What is the difference between Protocol A and B in the EpiJET Bisulfite Conversion Kit?

-Protocol A results in DNA conversion efficiency >99%, is more sensitive and gives lower DNA degradation levels than Protocol B. This protocol is recommended for all routine epigenetic applications.
-Protocol B results in DNA conversion efficiency >95% and is much faster than Protocol A (30 min vs. 160 min for DNA denaturation/bisulfite conversion step). Modified DNA is suitable for PCR of amplicons up to 300 bp. This protocol is not recommended for small DNA amounts (less than 50 ng of input DNA). It is the best for fast DNA methylation screening.

What should I use to isolate DNA for bisulfite conversion?

The best conversion results are obtained with highly pure DNA. Most commercially available kits yielding good quality DNA can be used. The PureLink Genomic DNA Purification Kit is a complete kit we offer for the isolation of genomic DNA.

How should I store my bisulfite-converted DNA after it is eluted from the column?

The converted DNA is stable for one day at room temperature, one week at 4 degrees C, and two to four months at -20 degrees C. We recommend storing your converted DNA below -70 degrees C whenever possible.
Note: The DNA is single-stranded and inherently less stable than dsDNA.

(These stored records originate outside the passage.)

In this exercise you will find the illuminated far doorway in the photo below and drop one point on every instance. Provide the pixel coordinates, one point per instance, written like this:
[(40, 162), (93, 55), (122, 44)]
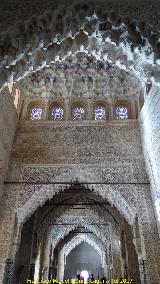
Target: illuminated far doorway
[(85, 275)]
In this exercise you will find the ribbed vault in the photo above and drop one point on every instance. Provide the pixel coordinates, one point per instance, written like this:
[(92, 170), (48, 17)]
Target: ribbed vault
[(30, 46)]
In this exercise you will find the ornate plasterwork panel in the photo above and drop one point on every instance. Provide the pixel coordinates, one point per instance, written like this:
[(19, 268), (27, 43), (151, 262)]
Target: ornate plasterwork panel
[(41, 193), (78, 240), (81, 76)]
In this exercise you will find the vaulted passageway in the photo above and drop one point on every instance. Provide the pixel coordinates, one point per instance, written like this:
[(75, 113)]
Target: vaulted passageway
[(61, 239)]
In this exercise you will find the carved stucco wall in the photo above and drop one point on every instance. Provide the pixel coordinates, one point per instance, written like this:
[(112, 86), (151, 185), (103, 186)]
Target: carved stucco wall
[(150, 133), (8, 123), (90, 151)]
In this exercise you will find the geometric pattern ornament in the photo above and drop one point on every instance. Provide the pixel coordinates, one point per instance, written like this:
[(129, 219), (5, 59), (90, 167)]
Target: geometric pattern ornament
[(57, 113), (36, 113), (99, 113), (78, 113), (121, 112)]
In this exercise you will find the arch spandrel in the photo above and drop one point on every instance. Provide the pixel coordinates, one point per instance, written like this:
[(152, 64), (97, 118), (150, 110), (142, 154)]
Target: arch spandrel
[(44, 192), (33, 51)]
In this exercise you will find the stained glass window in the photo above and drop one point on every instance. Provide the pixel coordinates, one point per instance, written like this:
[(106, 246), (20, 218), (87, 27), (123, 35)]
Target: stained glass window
[(121, 112), (78, 113), (99, 113), (57, 113), (36, 113)]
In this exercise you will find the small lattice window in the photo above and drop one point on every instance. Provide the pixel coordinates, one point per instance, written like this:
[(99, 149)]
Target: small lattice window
[(100, 113), (57, 113), (121, 112), (78, 113), (36, 113)]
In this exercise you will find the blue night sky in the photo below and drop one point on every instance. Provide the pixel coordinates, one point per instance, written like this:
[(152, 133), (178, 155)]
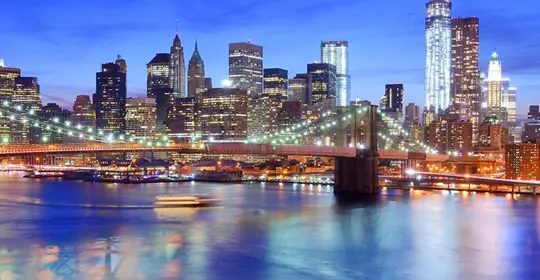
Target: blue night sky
[(64, 42)]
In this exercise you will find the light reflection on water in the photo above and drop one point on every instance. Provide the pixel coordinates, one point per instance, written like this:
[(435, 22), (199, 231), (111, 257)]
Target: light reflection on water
[(265, 231)]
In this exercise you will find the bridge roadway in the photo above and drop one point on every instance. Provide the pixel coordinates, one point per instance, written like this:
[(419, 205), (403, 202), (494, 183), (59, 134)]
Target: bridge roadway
[(213, 148)]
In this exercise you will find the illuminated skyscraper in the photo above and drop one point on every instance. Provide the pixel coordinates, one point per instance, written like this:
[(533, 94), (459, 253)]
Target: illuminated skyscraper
[(224, 114), (276, 83), (392, 101), (26, 94), (110, 99), (438, 54), (84, 112), (158, 87), (466, 93), (246, 67), (337, 53), (300, 88), (494, 82), (177, 68), (323, 82), (196, 79), (141, 118)]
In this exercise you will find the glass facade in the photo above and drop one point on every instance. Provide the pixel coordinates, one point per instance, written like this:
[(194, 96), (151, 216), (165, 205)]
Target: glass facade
[(141, 118), (246, 67), (110, 99), (158, 86), (438, 54), (224, 114), (323, 82), (337, 53)]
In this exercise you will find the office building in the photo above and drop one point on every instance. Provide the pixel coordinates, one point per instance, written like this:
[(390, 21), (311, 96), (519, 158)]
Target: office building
[(492, 134), (26, 93), (494, 83), (392, 101), (337, 54), (276, 83), (534, 113), (177, 68), (246, 67), (183, 121), (438, 54), (224, 114), (522, 161), (158, 86), (196, 75), (508, 99), (323, 81), (84, 112), (466, 89), (300, 88), (263, 115), (110, 99), (55, 135), (141, 118), (531, 132), (7, 88)]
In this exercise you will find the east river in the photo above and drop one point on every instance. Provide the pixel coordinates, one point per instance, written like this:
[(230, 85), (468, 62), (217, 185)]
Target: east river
[(262, 231)]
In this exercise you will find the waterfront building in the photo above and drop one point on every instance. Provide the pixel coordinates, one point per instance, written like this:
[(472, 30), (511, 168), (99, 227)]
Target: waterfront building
[(224, 114), (337, 54), (300, 88), (57, 135), (26, 94), (183, 124), (263, 115), (276, 83), (110, 99), (177, 68), (323, 82), (158, 86), (466, 88), (246, 67), (438, 54), (196, 75), (522, 161), (7, 88), (141, 118)]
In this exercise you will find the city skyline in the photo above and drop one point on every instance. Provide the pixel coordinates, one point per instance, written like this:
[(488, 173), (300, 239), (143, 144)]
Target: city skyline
[(400, 65)]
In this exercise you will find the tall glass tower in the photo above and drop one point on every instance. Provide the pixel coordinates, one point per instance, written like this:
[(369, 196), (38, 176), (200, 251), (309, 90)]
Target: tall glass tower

Can I elute the bisulfite converted DNA with more than 10 µL?

Yes. There is no upper limit to the volume that can used to elute. If there is insufficient elution buffer remaining, then water or TE can be used to elute.

My DNA is highly supercoiled. Will that interfere with bisulfite conversion?

Yes, bisulfite conversion requires DNA denaturation. Supercoiled DNA (usually of plasmid origin) is typically more difficult to denature, which may lead to potential under-conversion.

Does my sample need to be free of RNA for bisulfite conversion?

No, residual RNA does not interfere with the bisulfite conversion reaction.

Can I use formalin-fixed DNA for bisulfite conversion?

This is usually not very successful. In general, crosslinked or damaged DNA is poor starting material.

How much genomic DNA is needed when using the EpiJET Bisulfite Conversion Kit?

Starting DNA amounts from 50 pg up to 2 µg can be used for DNA conversion using the EpiJET Bisulfite Conversion Kit. Nevertheless, for optimal results, use 200 - 500 ng of input DNA. High input DNA amounts may result in incomplete bisulfite conversion for some GC-rich regions.